Similar issue with a Mandelbrot location at 4e533 zoom depth; this is a regression from the previous release so it should be possible to fix it again...

Simple enough fix in the end.

The SIMD path iterates in chunks (default 64), and rolls the last chunk back when any pixel in the SIMD vector (default size 2) escapes or is detected as glitched, then finishes iterating each pixel in the vector on its own one by one.

I forgot to save/restore the 'test1' variable used for storing the squared magnitude for checking escape/glitch, so it or 'test2' (the previous value of 'test1', used for low bailout smooth colouring) contained garbage data, which sometimes made it through to the output pixels.

I think that happened when the pixel's iteration count was 1 more than an integer multiple of the chunk size, but I'm not sure.

Well, the original example in this thread still fails spectacularly with scaled-double. I seem to have only fixed it for off-axis Burning Ship locations.

I think it's underflow to 0.0 of the reference orbit imaginary part `Xi` (stored in double precision without scaling), which causes problems in perturbed pixel orbits when the product of Xr and Xi is scaled up in `diffabs(Xr * S * Xi, ...)`.
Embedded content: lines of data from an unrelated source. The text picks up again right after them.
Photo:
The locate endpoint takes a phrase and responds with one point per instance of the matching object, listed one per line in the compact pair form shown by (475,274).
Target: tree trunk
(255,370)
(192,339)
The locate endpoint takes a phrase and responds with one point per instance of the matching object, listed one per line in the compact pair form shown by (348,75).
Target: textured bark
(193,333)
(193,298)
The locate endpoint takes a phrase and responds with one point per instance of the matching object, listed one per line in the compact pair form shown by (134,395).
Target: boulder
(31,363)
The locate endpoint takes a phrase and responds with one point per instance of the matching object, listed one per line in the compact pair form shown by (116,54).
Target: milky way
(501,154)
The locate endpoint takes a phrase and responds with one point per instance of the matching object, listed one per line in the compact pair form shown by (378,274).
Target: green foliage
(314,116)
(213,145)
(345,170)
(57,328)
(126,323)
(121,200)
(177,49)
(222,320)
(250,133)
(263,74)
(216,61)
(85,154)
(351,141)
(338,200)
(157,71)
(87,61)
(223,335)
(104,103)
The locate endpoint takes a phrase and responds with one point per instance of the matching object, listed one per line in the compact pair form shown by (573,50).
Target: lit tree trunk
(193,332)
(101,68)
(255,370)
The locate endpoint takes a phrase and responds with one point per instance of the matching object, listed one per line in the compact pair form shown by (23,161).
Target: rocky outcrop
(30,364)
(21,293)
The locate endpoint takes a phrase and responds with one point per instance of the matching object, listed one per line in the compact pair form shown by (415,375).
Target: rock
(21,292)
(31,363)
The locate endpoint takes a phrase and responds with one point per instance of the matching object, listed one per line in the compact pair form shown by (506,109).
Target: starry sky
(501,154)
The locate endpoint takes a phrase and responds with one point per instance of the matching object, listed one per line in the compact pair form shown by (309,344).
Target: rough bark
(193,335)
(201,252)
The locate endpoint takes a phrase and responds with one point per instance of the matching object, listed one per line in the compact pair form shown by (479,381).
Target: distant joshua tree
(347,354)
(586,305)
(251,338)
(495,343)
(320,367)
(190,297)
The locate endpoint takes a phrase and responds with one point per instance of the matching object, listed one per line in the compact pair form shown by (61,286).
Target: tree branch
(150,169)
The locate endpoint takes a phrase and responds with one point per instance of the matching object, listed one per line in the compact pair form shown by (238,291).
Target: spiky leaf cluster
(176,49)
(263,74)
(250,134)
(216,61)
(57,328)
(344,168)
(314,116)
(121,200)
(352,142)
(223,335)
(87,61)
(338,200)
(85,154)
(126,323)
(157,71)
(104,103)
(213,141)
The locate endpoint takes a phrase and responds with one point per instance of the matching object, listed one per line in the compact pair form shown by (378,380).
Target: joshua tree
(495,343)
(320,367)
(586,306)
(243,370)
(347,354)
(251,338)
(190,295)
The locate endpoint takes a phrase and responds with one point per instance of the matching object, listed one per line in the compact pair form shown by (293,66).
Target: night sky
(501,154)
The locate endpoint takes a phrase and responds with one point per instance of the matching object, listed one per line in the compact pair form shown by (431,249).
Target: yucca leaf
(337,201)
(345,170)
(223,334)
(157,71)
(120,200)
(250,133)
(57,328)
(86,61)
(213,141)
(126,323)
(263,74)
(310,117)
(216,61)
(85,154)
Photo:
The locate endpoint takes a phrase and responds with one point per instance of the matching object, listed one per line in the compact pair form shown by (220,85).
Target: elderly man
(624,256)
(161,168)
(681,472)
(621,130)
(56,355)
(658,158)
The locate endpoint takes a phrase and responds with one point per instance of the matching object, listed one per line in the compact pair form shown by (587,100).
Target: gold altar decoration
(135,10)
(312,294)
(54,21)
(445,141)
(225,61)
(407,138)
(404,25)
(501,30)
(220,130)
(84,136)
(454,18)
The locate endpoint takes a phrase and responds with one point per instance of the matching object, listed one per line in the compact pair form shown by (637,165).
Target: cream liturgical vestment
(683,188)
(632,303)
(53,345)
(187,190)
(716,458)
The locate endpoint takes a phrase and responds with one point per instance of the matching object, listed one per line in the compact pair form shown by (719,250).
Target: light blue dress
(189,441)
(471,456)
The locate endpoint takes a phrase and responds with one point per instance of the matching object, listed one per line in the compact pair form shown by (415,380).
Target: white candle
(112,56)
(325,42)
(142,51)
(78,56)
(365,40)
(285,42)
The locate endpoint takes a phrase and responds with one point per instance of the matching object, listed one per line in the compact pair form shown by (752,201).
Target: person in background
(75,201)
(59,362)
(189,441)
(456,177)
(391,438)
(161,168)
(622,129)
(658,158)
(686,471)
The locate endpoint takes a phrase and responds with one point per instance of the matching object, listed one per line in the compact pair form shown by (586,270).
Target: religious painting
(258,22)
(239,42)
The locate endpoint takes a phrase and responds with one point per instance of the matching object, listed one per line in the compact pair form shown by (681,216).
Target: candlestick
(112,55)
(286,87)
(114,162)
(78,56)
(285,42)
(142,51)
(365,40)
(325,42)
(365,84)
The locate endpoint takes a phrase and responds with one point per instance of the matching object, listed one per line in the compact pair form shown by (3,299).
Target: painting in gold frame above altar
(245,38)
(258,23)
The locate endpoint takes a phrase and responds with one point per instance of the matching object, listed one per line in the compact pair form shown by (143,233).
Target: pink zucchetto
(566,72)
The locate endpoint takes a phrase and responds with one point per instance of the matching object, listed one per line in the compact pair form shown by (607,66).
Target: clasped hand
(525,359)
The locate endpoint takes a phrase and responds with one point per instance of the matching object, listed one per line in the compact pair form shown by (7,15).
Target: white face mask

In this case I think the terms should have magnitudes roughly:
Xr 1e0
S 1e130
Xi 1e-420 (underflows to 0)
So their product should have magnitude 1e-290 which is in the range of double.

Definition:
diffabs(X,x) := |X+x|-|X|

When the first argument is roughly opposite the second argument, the result is negative:
diffabs(-x,x) = -|x|
If the first argument is 0 due to unwanted underflow, the result is positive and about the same size:
diffabs(0,x)= |x|
This makes it go wrong.

Mandelbrot at this location works fine with scaled-double, because the Xi does not need to be scaled up for diffabs().